Techno Blender
Digitally Yours.

4x Faster Pandas Operations with Minimal Code Change | by Travis Tang | Dec, 2022

0 31


One of the major limitations of Pandas is that it can be slow when working with large datasets, particularly when running complex operations. This can frustrate data scientists and analysts who need to process and analyze large datasets in their work.

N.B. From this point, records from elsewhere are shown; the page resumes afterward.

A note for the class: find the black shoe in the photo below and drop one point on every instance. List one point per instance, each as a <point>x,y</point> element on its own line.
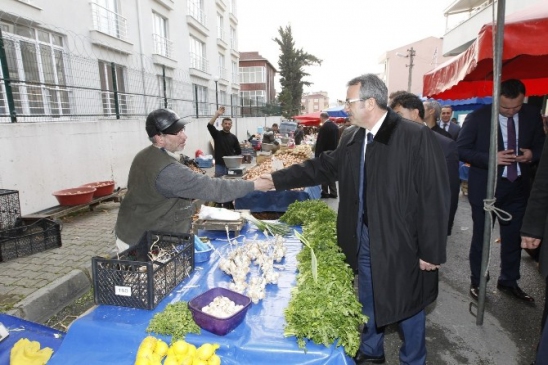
<point>474,291</point>
<point>362,358</point>
<point>517,292</point>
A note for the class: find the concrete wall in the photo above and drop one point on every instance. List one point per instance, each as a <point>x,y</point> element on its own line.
<point>39,158</point>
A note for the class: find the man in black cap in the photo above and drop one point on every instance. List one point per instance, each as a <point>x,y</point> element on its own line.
<point>160,189</point>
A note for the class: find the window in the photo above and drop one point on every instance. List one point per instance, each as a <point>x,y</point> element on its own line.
<point>202,98</point>
<point>196,10</point>
<point>107,18</point>
<point>197,55</point>
<point>162,45</point>
<point>36,65</point>
<point>220,27</point>
<point>252,75</point>
<point>107,88</point>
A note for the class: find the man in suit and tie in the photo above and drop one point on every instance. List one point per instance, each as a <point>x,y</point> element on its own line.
<point>520,141</point>
<point>445,122</point>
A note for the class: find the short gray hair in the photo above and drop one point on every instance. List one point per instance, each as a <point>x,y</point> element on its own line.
<point>371,86</point>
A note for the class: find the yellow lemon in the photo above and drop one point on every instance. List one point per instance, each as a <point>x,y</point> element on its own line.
<point>142,361</point>
<point>171,360</point>
<point>205,351</point>
<point>161,348</point>
<point>214,360</point>
<point>180,347</point>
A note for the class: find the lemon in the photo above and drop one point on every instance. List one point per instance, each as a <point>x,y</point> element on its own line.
<point>161,348</point>
<point>180,347</point>
<point>206,351</point>
<point>214,360</point>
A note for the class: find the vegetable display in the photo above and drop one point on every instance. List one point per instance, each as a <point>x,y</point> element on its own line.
<point>323,307</point>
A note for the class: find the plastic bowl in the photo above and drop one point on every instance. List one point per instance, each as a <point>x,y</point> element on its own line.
<point>103,188</point>
<point>218,326</point>
<point>233,161</point>
<point>75,196</point>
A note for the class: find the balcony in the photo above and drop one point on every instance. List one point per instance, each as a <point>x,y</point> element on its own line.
<point>108,22</point>
<point>162,46</point>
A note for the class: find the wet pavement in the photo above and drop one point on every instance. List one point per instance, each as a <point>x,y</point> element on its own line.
<point>37,286</point>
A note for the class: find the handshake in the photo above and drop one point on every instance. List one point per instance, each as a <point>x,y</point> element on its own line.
<point>264,183</point>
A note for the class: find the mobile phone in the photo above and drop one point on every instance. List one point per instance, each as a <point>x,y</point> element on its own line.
<point>3,332</point>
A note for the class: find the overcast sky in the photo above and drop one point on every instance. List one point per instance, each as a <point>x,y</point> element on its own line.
<point>350,36</point>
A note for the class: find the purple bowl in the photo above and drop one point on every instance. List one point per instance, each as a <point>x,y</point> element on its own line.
<point>218,326</point>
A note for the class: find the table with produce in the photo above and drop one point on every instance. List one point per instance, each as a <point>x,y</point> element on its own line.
<point>278,293</point>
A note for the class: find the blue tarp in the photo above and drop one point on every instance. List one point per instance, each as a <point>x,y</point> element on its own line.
<point>19,328</point>
<point>111,335</point>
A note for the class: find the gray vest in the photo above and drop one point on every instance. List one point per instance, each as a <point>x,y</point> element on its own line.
<point>143,207</point>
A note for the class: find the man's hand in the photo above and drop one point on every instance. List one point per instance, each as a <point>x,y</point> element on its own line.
<point>527,156</point>
<point>529,242</point>
<point>506,157</point>
<point>264,183</point>
<point>428,266</point>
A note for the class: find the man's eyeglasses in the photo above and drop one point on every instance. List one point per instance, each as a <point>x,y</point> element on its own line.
<point>349,102</point>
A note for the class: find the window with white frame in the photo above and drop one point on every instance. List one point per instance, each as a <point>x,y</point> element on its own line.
<point>107,18</point>
<point>252,75</point>
<point>201,92</point>
<point>197,54</point>
<point>162,44</point>
<point>107,88</point>
<point>36,65</point>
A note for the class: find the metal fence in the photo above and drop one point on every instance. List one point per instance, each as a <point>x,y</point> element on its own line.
<point>41,81</point>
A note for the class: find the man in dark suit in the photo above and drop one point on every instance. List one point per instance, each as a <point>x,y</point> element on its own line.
<point>533,231</point>
<point>410,107</point>
<point>445,122</point>
<point>520,141</point>
<point>328,139</point>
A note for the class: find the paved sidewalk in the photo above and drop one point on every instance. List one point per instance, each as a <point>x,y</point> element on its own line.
<point>37,286</point>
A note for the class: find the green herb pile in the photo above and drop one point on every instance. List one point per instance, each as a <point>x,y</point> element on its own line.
<point>176,321</point>
<point>325,310</point>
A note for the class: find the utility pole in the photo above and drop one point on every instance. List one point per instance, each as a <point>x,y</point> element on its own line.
<point>411,55</point>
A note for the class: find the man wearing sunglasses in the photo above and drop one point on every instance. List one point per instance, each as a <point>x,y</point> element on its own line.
<point>160,188</point>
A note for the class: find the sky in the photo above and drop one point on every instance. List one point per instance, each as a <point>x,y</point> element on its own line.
<point>350,36</point>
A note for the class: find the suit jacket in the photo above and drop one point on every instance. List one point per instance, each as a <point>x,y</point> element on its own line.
<point>535,221</point>
<point>406,204</point>
<point>454,129</point>
<point>474,141</point>
<point>328,138</point>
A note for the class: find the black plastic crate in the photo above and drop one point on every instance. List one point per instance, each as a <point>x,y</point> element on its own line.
<point>133,280</point>
<point>10,208</point>
<point>27,239</point>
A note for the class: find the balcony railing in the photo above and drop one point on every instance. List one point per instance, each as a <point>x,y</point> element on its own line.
<point>109,22</point>
<point>195,11</point>
<point>162,45</point>
<point>198,62</point>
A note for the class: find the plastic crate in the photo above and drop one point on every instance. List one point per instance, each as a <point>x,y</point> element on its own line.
<point>25,240</point>
<point>10,208</point>
<point>133,280</point>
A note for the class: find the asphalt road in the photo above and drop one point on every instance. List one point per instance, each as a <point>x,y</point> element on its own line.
<point>510,329</point>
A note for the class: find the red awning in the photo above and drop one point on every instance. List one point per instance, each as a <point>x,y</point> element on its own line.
<point>525,57</point>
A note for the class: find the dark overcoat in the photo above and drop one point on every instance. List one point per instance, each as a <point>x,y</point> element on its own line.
<point>407,207</point>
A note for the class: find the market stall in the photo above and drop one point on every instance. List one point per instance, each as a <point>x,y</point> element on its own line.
<point>111,335</point>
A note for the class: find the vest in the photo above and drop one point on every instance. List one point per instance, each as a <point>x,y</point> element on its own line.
<point>143,207</point>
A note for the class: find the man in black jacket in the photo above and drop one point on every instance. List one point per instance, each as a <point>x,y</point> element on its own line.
<point>328,138</point>
<point>226,143</point>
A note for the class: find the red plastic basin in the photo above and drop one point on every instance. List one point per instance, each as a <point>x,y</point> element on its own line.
<point>103,188</point>
<point>75,196</point>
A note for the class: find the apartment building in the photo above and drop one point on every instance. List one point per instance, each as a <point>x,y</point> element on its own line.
<point>117,58</point>
<point>314,101</point>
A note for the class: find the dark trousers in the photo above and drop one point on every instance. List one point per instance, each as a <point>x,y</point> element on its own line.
<point>512,198</point>
<point>330,188</point>
<point>413,350</point>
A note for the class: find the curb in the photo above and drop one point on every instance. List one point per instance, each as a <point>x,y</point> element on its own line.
<point>49,300</point>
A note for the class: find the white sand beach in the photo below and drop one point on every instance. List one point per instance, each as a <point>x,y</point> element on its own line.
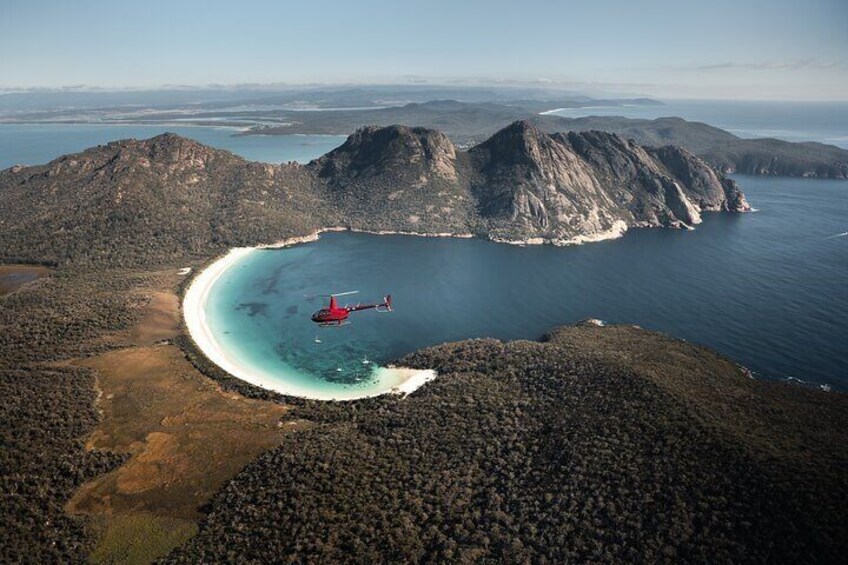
<point>390,380</point>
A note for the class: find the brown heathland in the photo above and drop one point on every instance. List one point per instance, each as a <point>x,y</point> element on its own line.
<point>13,277</point>
<point>183,435</point>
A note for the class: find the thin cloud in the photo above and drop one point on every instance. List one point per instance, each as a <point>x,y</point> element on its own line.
<point>774,65</point>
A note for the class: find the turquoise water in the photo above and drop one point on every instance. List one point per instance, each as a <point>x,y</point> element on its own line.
<point>34,144</point>
<point>769,289</point>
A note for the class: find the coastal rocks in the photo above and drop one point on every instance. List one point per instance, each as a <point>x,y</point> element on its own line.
<point>169,198</point>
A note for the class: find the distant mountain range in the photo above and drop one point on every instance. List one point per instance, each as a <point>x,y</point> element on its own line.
<point>467,124</point>
<point>133,202</point>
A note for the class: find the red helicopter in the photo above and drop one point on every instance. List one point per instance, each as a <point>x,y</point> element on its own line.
<point>335,315</point>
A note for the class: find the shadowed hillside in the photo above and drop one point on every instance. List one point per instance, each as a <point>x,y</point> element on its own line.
<point>172,199</point>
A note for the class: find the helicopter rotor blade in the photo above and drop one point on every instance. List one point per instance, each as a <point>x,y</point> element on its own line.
<point>312,296</point>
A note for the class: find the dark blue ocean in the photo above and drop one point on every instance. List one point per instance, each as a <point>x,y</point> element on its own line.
<point>769,289</point>
<point>826,122</point>
<point>34,144</point>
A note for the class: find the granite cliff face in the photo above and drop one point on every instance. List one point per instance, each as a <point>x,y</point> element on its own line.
<point>133,202</point>
<point>590,184</point>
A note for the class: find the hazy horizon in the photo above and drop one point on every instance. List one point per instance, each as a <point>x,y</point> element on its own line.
<point>756,50</point>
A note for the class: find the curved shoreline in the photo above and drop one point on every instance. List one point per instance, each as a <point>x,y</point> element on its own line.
<point>397,380</point>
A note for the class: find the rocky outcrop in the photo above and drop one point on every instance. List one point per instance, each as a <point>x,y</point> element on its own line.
<point>564,186</point>
<point>133,202</point>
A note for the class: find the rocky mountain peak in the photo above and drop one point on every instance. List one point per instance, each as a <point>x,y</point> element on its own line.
<point>376,150</point>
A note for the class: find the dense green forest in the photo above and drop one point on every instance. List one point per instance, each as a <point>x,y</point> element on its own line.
<point>545,452</point>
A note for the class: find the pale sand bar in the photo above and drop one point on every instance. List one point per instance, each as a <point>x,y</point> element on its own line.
<point>397,380</point>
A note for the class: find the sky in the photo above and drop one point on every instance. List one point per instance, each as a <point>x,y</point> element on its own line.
<point>744,49</point>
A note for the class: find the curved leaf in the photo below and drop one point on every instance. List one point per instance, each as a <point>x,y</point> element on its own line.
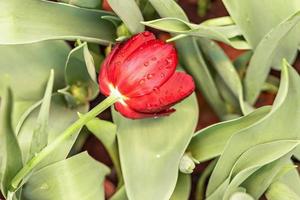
<point>106,132</point>
<point>280,124</point>
<point>10,153</point>
<point>84,3</point>
<point>260,64</point>
<point>38,59</point>
<point>211,141</point>
<point>191,57</point>
<point>60,117</point>
<point>79,177</point>
<point>183,187</point>
<point>226,34</point>
<point>32,21</point>
<point>80,76</point>
<point>149,155</point>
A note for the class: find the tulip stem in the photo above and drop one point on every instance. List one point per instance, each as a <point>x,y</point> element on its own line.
<point>69,132</point>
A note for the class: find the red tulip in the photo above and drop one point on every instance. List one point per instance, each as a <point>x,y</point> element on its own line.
<point>142,72</point>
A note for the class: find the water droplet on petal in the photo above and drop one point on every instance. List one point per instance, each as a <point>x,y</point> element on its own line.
<point>141,82</point>
<point>149,76</point>
<point>156,89</point>
<point>146,34</point>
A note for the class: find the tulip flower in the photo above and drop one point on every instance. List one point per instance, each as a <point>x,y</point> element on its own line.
<point>142,72</point>
<point>139,77</point>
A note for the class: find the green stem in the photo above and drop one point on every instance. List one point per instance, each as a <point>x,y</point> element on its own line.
<point>31,164</point>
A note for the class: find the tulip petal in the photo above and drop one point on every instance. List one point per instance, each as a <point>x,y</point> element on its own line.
<point>116,65</point>
<point>150,66</point>
<point>103,78</point>
<point>126,111</point>
<point>178,87</point>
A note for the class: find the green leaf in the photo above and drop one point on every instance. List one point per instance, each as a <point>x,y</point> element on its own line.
<point>248,16</point>
<point>280,191</point>
<point>84,3</point>
<point>181,192</point>
<point>260,64</point>
<point>211,141</point>
<point>80,76</point>
<point>183,187</point>
<point>227,34</point>
<point>249,162</point>
<point>40,133</point>
<point>130,14</point>
<point>279,124</point>
<point>149,155</point>
<point>106,132</point>
<point>79,177</point>
<point>191,57</point>
<point>38,59</point>
<point>259,182</point>
<point>226,71</point>
<point>10,153</point>
<point>32,21</point>
<point>60,117</point>
<point>241,196</point>
<point>202,182</point>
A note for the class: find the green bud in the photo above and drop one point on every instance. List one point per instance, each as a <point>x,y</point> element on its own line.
<point>80,93</point>
<point>123,32</point>
<point>187,164</point>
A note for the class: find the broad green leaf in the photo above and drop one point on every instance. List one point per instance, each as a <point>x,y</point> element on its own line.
<point>191,57</point>
<point>40,133</point>
<point>32,21</point>
<point>80,76</point>
<point>260,64</point>
<point>78,177</point>
<point>259,181</point>
<point>60,117</point>
<point>38,59</point>
<point>241,196</point>
<point>280,191</point>
<point>249,162</point>
<point>248,16</point>
<point>10,153</point>
<point>183,187</point>
<point>227,34</point>
<point>181,192</point>
<point>106,132</point>
<point>211,141</point>
<point>151,149</point>
<point>202,182</point>
<point>120,194</point>
<point>290,177</point>
<point>279,124</point>
<point>130,14</point>
<point>84,3</point>
<point>226,70</point>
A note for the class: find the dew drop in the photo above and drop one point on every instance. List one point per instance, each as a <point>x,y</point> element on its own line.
<point>141,82</point>
<point>146,34</point>
<point>146,64</point>
<point>44,186</point>
<point>149,76</point>
<point>156,90</point>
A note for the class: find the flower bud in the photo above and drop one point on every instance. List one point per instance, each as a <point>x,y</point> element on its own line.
<point>187,164</point>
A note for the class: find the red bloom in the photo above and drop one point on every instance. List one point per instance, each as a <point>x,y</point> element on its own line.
<point>142,70</point>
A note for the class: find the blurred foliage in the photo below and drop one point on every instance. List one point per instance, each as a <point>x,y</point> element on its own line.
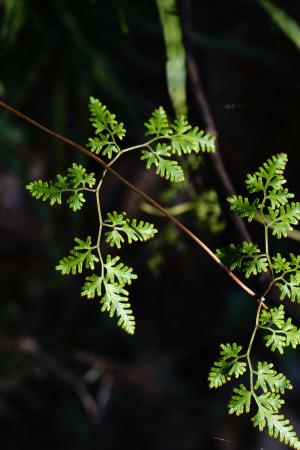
<point>151,388</point>
<point>286,23</point>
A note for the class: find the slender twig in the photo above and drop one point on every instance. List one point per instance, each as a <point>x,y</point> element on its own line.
<point>209,123</point>
<point>134,188</point>
<point>27,344</point>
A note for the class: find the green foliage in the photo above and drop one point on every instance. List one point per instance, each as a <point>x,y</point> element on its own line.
<point>247,257</point>
<point>175,138</point>
<point>280,331</point>
<point>227,366</point>
<point>166,168</point>
<point>131,229</point>
<point>81,256</point>
<point>170,138</point>
<point>240,402</point>
<point>271,203</point>
<point>76,180</point>
<point>268,378</point>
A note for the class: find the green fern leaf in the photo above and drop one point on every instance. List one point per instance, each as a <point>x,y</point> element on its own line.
<point>240,402</point>
<point>237,369</point>
<point>271,401</point>
<point>79,177</point>
<point>218,374</point>
<point>230,350</point>
<point>76,201</point>
<point>166,168</point>
<point>186,139</point>
<point>280,332</point>
<point>284,218</point>
<point>280,264</point>
<point>246,257</point>
<point>227,366</point>
<point>290,288</point>
<point>273,316</point>
<point>170,170</point>
<point>118,272</point>
<point>114,238</point>
<point>268,378</point>
<point>115,301</point>
<point>103,120</point>
<point>92,286</point>
<point>115,218</point>
<point>279,198</point>
<point>123,227</point>
<point>80,257</point>
<point>270,175</point>
<point>278,427</point>
<point>47,191</point>
<point>158,124</point>
<point>243,207</point>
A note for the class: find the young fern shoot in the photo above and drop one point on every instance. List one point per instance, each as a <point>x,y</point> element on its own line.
<point>110,276</point>
<point>264,386</point>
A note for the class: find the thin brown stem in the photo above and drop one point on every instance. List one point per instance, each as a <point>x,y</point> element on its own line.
<point>134,188</point>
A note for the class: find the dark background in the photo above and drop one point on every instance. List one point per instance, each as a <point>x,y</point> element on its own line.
<point>57,349</point>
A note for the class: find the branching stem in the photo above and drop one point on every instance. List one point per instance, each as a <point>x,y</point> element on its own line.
<point>134,188</point>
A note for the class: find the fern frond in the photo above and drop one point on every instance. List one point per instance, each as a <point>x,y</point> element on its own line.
<point>278,427</point>
<point>103,120</point>
<point>218,374</point>
<point>79,177</point>
<point>230,350</point>
<point>76,201</point>
<point>118,272</point>
<point>186,139</point>
<point>80,257</point>
<point>246,257</point>
<point>240,402</point>
<point>122,227</point>
<point>243,207</point>
<point>170,170</point>
<point>279,198</point>
<point>268,378</point>
<point>290,287</point>
<point>48,191</point>
<point>166,168</point>
<point>92,286</point>
<point>284,218</point>
<point>115,301</point>
<point>158,124</point>
<point>270,175</point>
<point>280,333</point>
<point>271,401</point>
<point>227,366</point>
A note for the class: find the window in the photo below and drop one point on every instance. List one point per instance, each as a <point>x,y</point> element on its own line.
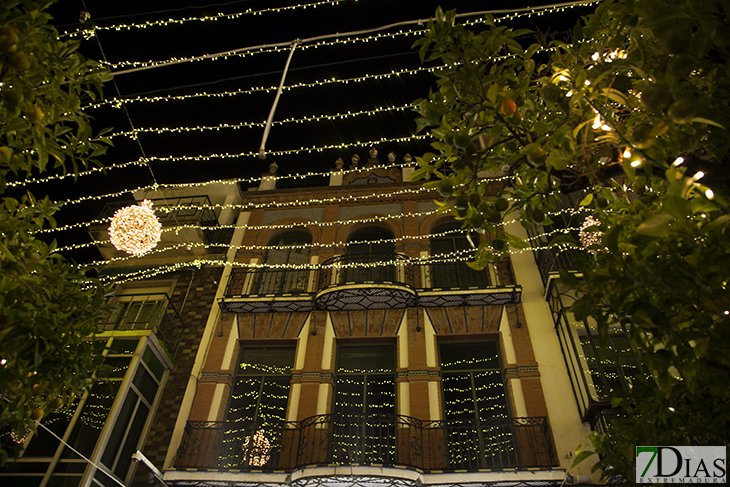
<point>106,425</point>
<point>257,410</point>
<point>452,245</point>
<point>271,281</point>
<point>476,417</point>
<point>364,410</point>
<point>371,248</point>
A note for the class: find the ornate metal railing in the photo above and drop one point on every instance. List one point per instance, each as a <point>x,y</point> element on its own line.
<point>388,440</point>
<point>361,268</point>
<point>146,312</point>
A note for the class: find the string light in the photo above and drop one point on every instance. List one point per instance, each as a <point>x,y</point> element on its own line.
<point>590,237</point>
<point>256,449</point>
<point>310,118</point>
<point>316,42</point>
<point>207,18</point>
<point>135,229</point>
<point>144,161</point>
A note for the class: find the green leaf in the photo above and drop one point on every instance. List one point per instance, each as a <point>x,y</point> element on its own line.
<point>677,207</point>
<point>582,456</point>
<point>656,226</point>
<point>707,121</point>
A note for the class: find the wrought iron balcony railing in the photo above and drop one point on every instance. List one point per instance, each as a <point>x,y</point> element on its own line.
<point>363,268</point>
<point>146,312</point>
<point>385,440</point>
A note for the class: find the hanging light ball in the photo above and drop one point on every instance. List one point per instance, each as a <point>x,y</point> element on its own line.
<point>592,237</point>
<point>135,229</point>
<point>256,449</point>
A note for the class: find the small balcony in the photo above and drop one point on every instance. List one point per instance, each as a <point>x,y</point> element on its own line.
<point>369,281</point>
<point>382,440</point>
<point>146,312</point>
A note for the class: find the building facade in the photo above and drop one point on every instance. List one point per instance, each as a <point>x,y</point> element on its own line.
<point>345,341</point>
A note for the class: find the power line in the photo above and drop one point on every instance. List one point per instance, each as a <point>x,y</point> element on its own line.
<point>352,33</point>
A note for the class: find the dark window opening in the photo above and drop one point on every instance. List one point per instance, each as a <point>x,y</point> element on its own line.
<point>367,246</point>
<point>476,416</point>
<point>364,422</point>
<point>257,410</point>
<point>292,248</point>
<point>449,247</point>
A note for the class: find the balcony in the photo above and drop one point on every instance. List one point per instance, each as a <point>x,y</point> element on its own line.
<point>369,281</point>
<point>382,440</point>
<point>146,312</point>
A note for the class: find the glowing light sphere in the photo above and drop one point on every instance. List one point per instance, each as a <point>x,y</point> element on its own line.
<point>592,237</point>
<point>256,449</point>
<point>135,229</point>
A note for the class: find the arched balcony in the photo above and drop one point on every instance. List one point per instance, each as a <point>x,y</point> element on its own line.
<point>367,280</point>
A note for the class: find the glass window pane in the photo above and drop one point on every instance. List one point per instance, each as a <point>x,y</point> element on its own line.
<point>267,360</point>
<point>123,346</point>
<point>118,366</point>
<point>93,415</point>
<point>358,359</point>
<point>145,384</point>
<point>120,428</point>
<point>154,363</point>
<point>469,355</point>
<point>130,443</point>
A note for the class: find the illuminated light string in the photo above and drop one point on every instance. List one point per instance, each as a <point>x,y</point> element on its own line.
<point>223,126</point>
<point>334,245</point>
<point>343,38</point>
<point>117,102</point>
<point>319,246</point>
<point>233,181</point>
<point>208,18</point>
<point>250,206</point>
<point>177,228</point>
<point>452,257</point>
<point>198,263</point>
<point>272,204</point>
<point>144,161</point>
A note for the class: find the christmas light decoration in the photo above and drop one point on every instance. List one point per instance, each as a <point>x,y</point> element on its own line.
<point>310,118</point>
<point>590,237</point>
<point>319,41</point>
<point>144,161</point>
<point>20,439</point>
<point>208,18</point>
<point>256,449</point>
<point>135,229</point>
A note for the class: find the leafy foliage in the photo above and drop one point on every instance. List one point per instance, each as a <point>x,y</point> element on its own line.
<point>611,116</point>
<point>46,313</point>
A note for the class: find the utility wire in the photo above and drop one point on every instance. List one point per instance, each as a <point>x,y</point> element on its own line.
<point>352,33</point>
<point>79,454</point>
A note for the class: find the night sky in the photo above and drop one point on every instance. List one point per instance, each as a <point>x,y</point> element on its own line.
<point>221,77</point>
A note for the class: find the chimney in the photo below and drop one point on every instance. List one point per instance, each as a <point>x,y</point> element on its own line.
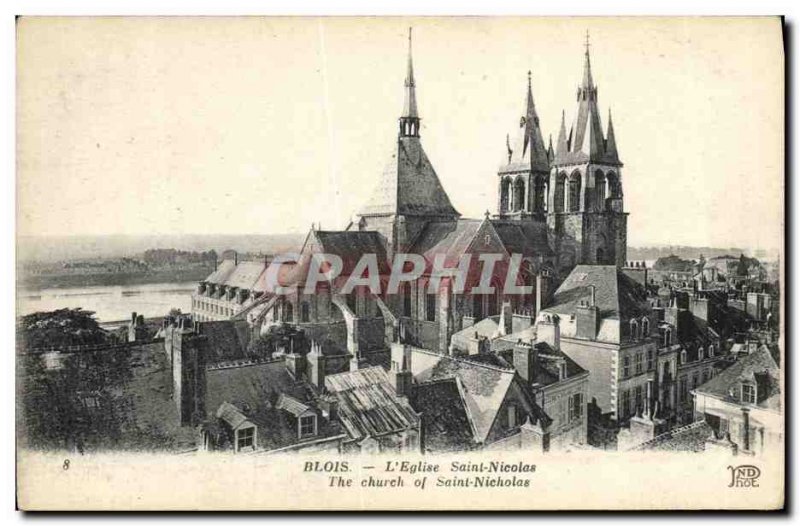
<point>746,430</point>
<point>587,317</point>
<point>316,365</point>
<point>525,357</point>
<point>539,294</point>
<point>295,365</point>
<point>548,330</point>
<point>331,406</point>
<point>562,370</point>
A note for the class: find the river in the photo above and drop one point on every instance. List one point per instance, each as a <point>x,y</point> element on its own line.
<point>111,303</point>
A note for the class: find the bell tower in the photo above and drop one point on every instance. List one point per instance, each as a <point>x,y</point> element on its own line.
<point>586,220</point>
<point>522,178</point>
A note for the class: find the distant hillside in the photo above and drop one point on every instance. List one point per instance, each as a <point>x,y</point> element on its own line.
<point>63,248</point>
<point>689,253</point>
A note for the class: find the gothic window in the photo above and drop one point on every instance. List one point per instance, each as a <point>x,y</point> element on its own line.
<point>430,307</point>
<point>638,398</point>
<point>558,194</point>
<point>504,187</point>
<point>519,194</point>
<point>539,193</point>
<point>600,190</point>
<point>574,202</point>
<point>748,393</point>
<point>626,403</point>
<point>612,184</point>
<point>601,256</point>
<point>406,291</point>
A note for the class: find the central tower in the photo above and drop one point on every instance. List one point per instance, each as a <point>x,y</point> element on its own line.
<point>409,194</point>
<point>585,217</point>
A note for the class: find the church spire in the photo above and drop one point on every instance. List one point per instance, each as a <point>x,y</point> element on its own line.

There are a few ways to address this issue. One way is using parallel processing.

Running multiple pandas operations together! Image by Stable Diffusion.

Pandarallel is an open-source Python library that enables parallel execution of Pandas operations using multiple CPUs, resulting in significant speed-ups.

It is built on top of the popular Pandas library, and requires only few code changes to be used.

Disclaimer: I am not affiliated with pandarallel.

You can see for yourself how much quicker a pandas apply compare with pandarallel’s parallel_apply. Here, pandarallel distributed the workload across 4 cores.

Source: Pandarallel’s documentation

More concretely, the speedup is apparent from the chart below.

4x the speedup. Source: Pandarallel’s documentation

To install Pandarallel, you can use the pip package manager:

pip install pandarallel

You can import the package into your Python code and initialize it.

from pandarallel import pandarallel

# Initialize pandarallel
pandarallel.initialize()

Once that is done, you can use the following functions provided.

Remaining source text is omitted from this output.